Sentencing hearings in a DUI case involves more than just potential penalty ranges. Of course, the potential penalty ranges have to be known and understood. But a range is just the possibility of a minimum or more than minimum sentence the opportunity to influence that lies at every step in the case.

Answering Associates, LLC to begin preparing every case not only for the fight to win it also to put our clients in the best light possible should we stand before a judge facing sentencing. The time to start preparing for sentencing is not the night before. Preparing for sentencing starts much earlier in the case. Various factors like the clients previous record, the facts surrounding this particular charge, how the client appears on video, how the client treated the arresting officer, and many other factors are looked at.

Generally speaking, if the client has a high tier test, a prior offense, or is under the age of 21 we recommend that they get an alcohol assessment. An alcohol assessment can help the case in several ways. First it helps us in the negotiation process with the prosecutor. Second it helps in the mitigation phase, should we need. Even though the goal is to always beat the DUI charge–it would be a disservice to our clients to not be properly prepared for all potential contingencies– and that includes sentencing. Proper case planning involves obtaining the evidence, evaluating the case, and being realistic about expectations.

Imagine you’re the judge. Before you stands and individual accused of DUI who has either entered into a plea or been convicted after trial. On a first offense you have the option of giving this person the minimum sentence of three days in a driver’s intervention program up to the maximum of six months in the county jail.

What do you do? If the person that stands before you has been properly prepared to provide an honest and heartfelt statement about their actions, has taken the initiative of having an alcohol assessment and either received a recommendation of no treatment needed or completed the recommended treatment, and has otherwise put themselves in a light most favorable to the court are you more inclined as the sentencing judge to give than the minimum? Our experience is that the answer to that question is almost always yes.
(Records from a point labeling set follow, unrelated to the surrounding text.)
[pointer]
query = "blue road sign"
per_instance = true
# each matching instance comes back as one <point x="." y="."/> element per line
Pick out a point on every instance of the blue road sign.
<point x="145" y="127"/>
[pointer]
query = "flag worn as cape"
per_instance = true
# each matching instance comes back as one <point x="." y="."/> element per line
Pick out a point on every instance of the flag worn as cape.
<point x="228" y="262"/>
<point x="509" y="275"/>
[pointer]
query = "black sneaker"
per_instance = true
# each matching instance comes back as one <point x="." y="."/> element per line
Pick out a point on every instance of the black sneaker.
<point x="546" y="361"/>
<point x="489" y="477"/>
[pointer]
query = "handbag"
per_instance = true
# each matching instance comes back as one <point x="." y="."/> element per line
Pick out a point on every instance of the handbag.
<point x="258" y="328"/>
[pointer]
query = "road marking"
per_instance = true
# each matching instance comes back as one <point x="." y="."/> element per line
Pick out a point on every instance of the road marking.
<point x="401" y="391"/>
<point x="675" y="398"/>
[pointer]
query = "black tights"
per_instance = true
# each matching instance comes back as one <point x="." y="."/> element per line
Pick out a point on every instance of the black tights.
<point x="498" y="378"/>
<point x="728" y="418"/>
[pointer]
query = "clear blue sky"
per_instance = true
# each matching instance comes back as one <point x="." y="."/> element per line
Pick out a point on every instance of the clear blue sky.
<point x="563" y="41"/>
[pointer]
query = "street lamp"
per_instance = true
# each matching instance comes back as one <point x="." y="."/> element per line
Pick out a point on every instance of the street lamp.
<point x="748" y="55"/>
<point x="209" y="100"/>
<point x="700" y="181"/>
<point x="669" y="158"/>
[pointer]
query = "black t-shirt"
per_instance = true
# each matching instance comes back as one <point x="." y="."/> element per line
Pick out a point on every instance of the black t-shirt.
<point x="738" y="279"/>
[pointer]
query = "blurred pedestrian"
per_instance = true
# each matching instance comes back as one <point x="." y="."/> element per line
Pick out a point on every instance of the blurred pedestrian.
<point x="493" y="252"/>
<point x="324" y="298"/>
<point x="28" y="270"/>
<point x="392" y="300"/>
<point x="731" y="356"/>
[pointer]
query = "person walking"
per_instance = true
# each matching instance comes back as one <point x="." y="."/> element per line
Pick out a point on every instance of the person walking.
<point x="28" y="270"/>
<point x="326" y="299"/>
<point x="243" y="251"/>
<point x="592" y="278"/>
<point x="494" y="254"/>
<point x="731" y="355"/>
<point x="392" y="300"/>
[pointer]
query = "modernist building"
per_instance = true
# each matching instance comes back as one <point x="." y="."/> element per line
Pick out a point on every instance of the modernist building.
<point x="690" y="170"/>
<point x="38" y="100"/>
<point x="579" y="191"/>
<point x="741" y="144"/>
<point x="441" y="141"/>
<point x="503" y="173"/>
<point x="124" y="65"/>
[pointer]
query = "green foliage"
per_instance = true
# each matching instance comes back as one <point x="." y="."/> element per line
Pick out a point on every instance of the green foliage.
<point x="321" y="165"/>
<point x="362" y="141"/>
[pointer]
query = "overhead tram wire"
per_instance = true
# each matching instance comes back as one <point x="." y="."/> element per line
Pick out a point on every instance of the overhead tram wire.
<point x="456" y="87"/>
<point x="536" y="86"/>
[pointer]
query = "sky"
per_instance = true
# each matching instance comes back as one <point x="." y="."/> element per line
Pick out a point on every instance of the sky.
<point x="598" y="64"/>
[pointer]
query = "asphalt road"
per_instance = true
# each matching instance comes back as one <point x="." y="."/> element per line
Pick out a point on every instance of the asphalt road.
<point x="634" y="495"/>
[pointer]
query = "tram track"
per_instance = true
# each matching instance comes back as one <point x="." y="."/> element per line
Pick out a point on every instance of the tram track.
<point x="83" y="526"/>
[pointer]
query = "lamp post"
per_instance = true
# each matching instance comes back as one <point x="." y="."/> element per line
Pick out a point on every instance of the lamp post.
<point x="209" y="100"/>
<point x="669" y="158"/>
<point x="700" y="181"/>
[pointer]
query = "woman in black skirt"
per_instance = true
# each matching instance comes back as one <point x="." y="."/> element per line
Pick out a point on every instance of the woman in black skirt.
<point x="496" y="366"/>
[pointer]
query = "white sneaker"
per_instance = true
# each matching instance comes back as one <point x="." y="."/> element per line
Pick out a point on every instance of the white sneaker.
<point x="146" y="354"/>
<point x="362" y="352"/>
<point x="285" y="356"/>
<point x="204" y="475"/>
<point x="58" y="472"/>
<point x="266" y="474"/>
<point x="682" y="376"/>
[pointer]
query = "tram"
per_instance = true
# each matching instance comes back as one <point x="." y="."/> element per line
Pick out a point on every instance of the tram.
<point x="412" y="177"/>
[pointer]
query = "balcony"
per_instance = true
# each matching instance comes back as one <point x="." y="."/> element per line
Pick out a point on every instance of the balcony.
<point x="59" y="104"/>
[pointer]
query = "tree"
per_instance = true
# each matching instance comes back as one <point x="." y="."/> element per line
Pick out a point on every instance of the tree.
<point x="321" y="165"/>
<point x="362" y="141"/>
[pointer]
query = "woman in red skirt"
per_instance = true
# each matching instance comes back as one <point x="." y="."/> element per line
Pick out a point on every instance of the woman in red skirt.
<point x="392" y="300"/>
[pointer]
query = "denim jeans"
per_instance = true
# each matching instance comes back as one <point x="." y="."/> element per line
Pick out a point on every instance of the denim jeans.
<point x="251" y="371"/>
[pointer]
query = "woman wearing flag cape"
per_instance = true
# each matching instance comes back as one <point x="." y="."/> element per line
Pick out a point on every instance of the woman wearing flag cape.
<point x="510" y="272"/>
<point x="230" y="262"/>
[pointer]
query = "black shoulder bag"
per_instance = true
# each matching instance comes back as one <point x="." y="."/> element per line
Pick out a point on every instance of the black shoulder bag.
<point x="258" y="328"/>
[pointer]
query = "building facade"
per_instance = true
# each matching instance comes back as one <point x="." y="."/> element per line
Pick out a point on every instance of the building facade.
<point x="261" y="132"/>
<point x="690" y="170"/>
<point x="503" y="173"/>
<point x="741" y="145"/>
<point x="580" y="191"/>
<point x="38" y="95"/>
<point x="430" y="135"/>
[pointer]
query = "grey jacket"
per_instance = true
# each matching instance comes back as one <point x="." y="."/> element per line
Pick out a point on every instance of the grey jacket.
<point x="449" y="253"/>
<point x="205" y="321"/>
Another aspect of sentencing is to consider what the judge’s expectations are. A perfect example is the sentencing that I conducted today. In that case the particular client was going over 90 miles an hour during daytime traffic, appeared to be highly intoxicated, was a high tier DUI meaning that her chemical test result was above .170, and was rude and belligerent to the officer to the point where she was charged with persistent disorderly conduct for interfering with his DUI investigation.

Through our factual investigation and negotiations with the prosecutor, I was able to get the charge reduced from a high tier to a low tier DUI and to have the speeding violation in the criminal charge dismissed.

The officer in this case had written a six page report. The absolute longest report I have ever seen in a DUI case. He broke down the client’s uncooperativeness and belligerence in over 20 paragraphs. Detailing all of the curse words that she used, the names that she called him, her failure to follow instructions, and how she interfered with his investigation. I knew that in this particular court the judge would read that report. My concern was that no matter how sorry she said she was that the judge could give her a pretty harsh sentence.

As a result, we had the client preregister for the drivers intervention program, come to court prepared to pay all fines and costs in full, and have an alcohol assessment done. After speaking carefully with the client about what to say and how to act, we entered into the plea and proceeded with sentencing.

Not only did the judge say on the record and in open court that our client had an excellent attorney for the recommendations made, he gave her the minimum sentence. If there was any case in recent time that could have received more than the minimum sentence– it was this one. But because the client was properly prepared, was genuinely remorseful, and followed our advice – she walked out of the courthouse. I don’t tell this story to pat myself on the back, I tell this story to emphasize the importance of proper preparation.

Knowing the court, knowing the judge, knowing the judges expectations and how to address them, can make all the difference between going to jail and going home. Ultimately the decision as to what the sentence is falls on the judge. What falls on the attorney’s shoulders is to have the knowledge, the experience, and to guide the client properly to put them in the best light possible to receive the least serious sentence possible.